Ikinci yarinin basinda Club America'nin golu gelip de tribunler iyice senlenince macin rengi de degisiverdi. Ozellikle macin basindan itibaren adeta dayak yiyen Milan ortasahasi oyununu sertlestirerek maglubiyetten hic de memnun olmadiklarini belli ettiler. Boyle olunca 5 dakikalik bir bolum icerisinde iki ayri pozisyonda ufak capli kavgalar da yasandi - bas aktor ise tabii ki Gattuso idi. Zaten O'nu herkesten ayri kilan, bu satirlarin yazarinin da en sevdigi futbolculardan biri yapan ozelligi, icinde yanan bu ates ve hazirlik maci dahi olsa kaybetmeyi kabullenemeyen kisiligidir. O yuzden tepkisiz kalmasina cok da sasirmadim acikcasi. Gattuso'nun ateslemesine iyi cevap verdi arkadaslari ve ikinci arbededen 1 dakika sonra Inzaghi ile golu bulup esitligi yakaladilar. Bu dakikadan sonra iki teknik direktor de maci sertlestiren ortasaha oyuncularini kenara aldi ve mac tam bir 'al gulum, ver gulum' hazirlik macina dondu. Yine de galibiyeti daha cok isteyen Club America 80'den sonra bir gol daha bularak sahadan 2-1 galibiyetle ayrildi.

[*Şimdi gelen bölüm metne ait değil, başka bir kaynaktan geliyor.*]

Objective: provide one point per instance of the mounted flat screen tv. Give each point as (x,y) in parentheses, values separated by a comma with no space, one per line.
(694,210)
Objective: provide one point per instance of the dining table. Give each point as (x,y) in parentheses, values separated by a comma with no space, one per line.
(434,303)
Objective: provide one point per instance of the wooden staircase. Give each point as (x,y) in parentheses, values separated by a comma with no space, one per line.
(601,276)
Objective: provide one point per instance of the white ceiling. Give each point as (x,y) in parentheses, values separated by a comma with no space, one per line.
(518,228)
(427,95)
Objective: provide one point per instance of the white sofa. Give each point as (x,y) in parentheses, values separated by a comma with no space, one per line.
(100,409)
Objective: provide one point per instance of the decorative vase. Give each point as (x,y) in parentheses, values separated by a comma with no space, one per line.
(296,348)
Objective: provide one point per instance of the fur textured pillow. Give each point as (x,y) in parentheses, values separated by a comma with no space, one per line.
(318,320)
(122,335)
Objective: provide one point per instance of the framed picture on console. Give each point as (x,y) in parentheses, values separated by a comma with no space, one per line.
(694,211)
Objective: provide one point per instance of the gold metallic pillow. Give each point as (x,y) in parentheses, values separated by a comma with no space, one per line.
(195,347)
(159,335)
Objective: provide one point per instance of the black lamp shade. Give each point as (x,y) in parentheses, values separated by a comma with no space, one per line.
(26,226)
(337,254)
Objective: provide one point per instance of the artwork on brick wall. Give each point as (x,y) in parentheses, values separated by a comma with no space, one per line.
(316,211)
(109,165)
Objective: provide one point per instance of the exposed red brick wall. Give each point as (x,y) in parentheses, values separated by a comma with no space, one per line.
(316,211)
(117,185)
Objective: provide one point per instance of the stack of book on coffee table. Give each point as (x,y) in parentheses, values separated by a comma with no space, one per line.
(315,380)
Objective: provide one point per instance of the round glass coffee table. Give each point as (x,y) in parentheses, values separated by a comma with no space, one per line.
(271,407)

Hazirlik maci olmasi sebebiyle oturup uzun uzun taktiksel degerlendirme yapmak mumkun degil haliyle. Ancak gozume carpanlari kisa kisa yazacagim, sezonun ilerleyen donemine bunlarin ne kadari tasinir doner bakariz zamani gelince.
* Leonardo, Pirlo'nun olmadigi macta Gattuso ile Flamini'yi tam anlamiyla birer defansif ortasaha gibi oynatip Seedorf'a da ortasahanin ortasinda serbest oynama ozgurlugunu tanidi. Bu sekilde Ronaldinho'ya on alanda daha cok bosluk saglamak istiyor olabilir ki bence mantikli bir fikir. Pirlo donunce bu sablona nasil yerlesecegini merak ediyorum acikcasi.
* Nesta uzun suren sakatligindan sonra tekrar sahalara dondugunu gormek sevindirici. Saglikliyken Dunya'nin en iyi 2-3 stoperinden biridir benim icin her zaman. Fiziksel olarak tam kapasiteye ulasmasi biraz zaman alacaktir ancak eger sakatligi nuksetmezse Milan icin sezonun en onemli transferi olur kesinlikle.
* Daha hizli ve akiskan bir oyun oynamaya alisik olan Ronaldinho ile daha agir ve taktiksel bir oyun oynamak icin kurgulanmis takimin geri kalani arasinda bir uyusmazlik gozlemliyordum gecen sene. Ciplak gozle izledigim bu mactan sonra da bu problemin surdugunu soyleyebilirim. Bu anlamda kendisine uyum saglayabilecek Pato'nun Milan'in basarisi icin cok onemli oldugunu dusunuyorum.
* Daha once buradan da birkac kez sozunu ettigimiz Onyewu'yu biraz agir buldum. Iki golde de az-cok hataliydi Amerikali.
* Milan'da 90 dakika oynayan '91 dogumlu Gianmarco Zigoni de futbol altyapisi duzgun bir oyuncu. Serie A'da forvet oynamak icin biraz daha guclenmesi gerek ancak 1-2 sene icinde ismini daha cok duyabiliriz.
* Club America'da ise ortasahada oynayan 26 numarali Juan Carlos Silva'yi begendim. Mucadele gucu yuksek, iki ayagina da hakim bir oyuncu. Yaptigim ufak arastirmadan sonra '88 dogumlu oldugunu, takimda gectigimiz sezonun ikinci yarisindan itibaren direkt oynamaya basladigini ve turnuvanin ilk macinda Inter'e guzel bir gol attigini ogrendim. Sans buldukca takip etmek uzere ismini bir kenara yaziyorum. Yine Meksika temsilcisinin 3 numarali stoperini de fena bulmamistim ancak kendisi gectigimiz iki sezonu Sevilla'da geciren Kolombiya'li Aquivaldo Mosquera'ymis. 27 yasinda ve bu saatten sonra Avrupa'ya tekrar donecegine cok ihtimal vermiyorum acikcasi.
Neticede futbol anlaminda aksiyonsuz gecen Atlanta macerasinda guzel bir degisiklik oldu Milan'in ziyareti. 2.5 saat suren eve donus yolculugunu ise "kavgada yumruk sayilmaz" diyerek gormezden geliyorum. Dersimizi aldik, bir dahaki maca metro ile ya da yuruyerek gitmek gerekiyor kesinlikle.
4 yorum:
Leonardo Pirlo kim ya :)
Leonardo, Pirlo'nun...
eskuz mi o zaman. Italya disinda hatun ismi olan Andrea'yi yakistiramadin Pirlo'ya sanmistim. Turkce naziligi olmus.